En cause notamment, la baisse du nombre d'étudiants inscrits, dont les frais de scolarité (4.000 euros par semestre), représente 90% des sources de revenus de l'établissement. D'après nos informations, ils sont 750 élèves en formation initiale à l'ESA, contre 1.200 à 1.300 il y a quelques années. La même source proche du dossier estime à près de 200 le nombre d'entre eux à vouloir aller voir ailleurs en rejoignant d'autres écoles d'architecture…

Heures de cours revues à la baisse et disparition de certains services ?

Alors qu'un étudiant en 5ème année à l'ESA, porte-parole de la Défense de l'ESA interrogé par Batiactu nous signalait en mai dernier "une réduction de 40 à 50 élèves des premières et deuxièmes années et le limogeage de 15 professeurs architectes en moins de quatre ans !", la direction réfute en bloc. "On n'a pas réduit les effectifs d'enseignants, on a autant d'enseignants en contrat CDI ou type vacataires", affirme-t-elle.
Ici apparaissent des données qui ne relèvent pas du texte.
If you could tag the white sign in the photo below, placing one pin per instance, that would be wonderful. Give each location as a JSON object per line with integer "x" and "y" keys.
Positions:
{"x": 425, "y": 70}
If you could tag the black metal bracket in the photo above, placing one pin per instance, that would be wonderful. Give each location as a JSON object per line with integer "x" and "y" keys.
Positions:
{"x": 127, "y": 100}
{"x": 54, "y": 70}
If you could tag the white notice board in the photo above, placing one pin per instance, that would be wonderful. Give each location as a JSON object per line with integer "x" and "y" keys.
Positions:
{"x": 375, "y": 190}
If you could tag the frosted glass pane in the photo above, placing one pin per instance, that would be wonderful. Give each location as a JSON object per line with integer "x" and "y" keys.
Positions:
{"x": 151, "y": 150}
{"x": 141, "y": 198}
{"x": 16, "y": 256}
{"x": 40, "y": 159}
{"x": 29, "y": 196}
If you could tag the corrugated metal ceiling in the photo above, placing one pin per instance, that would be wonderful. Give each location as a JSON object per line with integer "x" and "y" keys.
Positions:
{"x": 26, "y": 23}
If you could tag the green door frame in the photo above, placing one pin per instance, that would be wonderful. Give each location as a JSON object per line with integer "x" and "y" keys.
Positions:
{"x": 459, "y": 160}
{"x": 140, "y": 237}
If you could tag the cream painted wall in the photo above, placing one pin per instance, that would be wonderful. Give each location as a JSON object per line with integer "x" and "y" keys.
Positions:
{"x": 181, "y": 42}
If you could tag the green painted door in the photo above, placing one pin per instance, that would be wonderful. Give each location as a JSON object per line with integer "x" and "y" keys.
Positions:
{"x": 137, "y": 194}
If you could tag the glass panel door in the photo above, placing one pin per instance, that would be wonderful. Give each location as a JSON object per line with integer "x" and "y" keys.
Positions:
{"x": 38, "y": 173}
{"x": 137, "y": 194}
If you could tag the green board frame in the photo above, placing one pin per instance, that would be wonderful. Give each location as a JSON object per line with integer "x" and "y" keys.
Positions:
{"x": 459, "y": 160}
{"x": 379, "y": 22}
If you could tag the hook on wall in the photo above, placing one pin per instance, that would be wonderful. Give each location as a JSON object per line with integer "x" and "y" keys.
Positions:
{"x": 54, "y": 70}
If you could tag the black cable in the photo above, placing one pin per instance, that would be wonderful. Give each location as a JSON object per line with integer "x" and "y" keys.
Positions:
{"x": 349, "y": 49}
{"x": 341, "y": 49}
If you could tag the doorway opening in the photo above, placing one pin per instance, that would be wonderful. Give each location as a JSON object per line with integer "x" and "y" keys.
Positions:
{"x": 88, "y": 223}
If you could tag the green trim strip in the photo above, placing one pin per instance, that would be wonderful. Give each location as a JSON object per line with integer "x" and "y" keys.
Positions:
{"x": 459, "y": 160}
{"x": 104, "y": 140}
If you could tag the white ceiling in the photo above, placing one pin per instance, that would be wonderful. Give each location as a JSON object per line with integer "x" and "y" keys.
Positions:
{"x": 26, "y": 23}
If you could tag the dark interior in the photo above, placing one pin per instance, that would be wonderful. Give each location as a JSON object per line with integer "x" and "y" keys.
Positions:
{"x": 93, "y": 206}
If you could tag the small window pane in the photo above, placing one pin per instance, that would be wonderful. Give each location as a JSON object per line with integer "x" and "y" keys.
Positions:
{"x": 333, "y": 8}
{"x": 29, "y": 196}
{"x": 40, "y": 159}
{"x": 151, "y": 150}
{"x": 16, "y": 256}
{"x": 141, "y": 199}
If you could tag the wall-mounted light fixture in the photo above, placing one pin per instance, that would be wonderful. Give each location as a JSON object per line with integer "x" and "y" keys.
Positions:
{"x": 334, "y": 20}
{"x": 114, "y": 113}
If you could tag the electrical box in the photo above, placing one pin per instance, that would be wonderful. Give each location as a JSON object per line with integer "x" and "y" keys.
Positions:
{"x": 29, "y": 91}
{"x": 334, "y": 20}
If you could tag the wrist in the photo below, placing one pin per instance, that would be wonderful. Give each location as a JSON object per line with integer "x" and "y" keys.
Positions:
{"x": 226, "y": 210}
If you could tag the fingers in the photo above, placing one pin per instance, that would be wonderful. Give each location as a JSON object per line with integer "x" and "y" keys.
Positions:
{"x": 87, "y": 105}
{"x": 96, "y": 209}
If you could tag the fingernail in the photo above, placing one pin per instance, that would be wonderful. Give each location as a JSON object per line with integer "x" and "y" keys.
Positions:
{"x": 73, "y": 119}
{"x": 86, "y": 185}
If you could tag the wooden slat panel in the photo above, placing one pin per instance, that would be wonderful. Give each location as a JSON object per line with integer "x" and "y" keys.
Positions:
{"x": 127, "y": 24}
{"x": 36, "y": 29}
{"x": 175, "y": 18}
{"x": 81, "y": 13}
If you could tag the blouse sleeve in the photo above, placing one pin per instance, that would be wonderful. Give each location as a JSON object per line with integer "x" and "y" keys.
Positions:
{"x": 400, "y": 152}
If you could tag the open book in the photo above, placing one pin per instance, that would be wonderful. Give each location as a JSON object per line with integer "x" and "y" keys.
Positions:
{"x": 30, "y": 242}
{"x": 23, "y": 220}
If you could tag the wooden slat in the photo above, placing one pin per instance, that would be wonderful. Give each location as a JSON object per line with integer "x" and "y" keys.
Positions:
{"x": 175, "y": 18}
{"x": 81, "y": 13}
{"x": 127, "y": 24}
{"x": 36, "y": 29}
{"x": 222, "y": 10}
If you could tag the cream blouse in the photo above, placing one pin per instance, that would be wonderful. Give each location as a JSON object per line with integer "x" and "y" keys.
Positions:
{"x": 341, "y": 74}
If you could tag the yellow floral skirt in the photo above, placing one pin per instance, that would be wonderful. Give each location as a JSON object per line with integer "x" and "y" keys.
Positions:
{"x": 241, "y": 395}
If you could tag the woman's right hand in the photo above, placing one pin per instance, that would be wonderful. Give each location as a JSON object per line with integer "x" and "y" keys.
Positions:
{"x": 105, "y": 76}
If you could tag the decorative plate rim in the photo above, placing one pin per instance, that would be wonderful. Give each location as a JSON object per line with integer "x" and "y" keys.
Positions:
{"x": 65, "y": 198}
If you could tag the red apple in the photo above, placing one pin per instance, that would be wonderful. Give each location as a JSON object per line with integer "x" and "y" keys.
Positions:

Le nombre d'heures été maintenu ainsi que nos services.

 

Depuis le mouvement de grève, les deux ministères de tutelle de l'ESA, en l'occurrence, celui de la Culture, et celui de l'Enseignement Supérieur et de la Recherche, ont diligenté une inspection dont les conclusions seront rendues ces prochaines semaines. "La direction a consacré beaucoup de temps à l'inspecteur, nous sommes très sereins pour la suite", nous confie François Bouvard. Pour rappel : l'Inspection du travail avait notifié son avis refusant les licenciements économiques, établissant la discrimination syndicale, invalidant la prorogation de mandat des délégués du personnel convenue entre la direction et les deux salariés en fonction, et dénonçant l'absence des élections des délégués du personnel.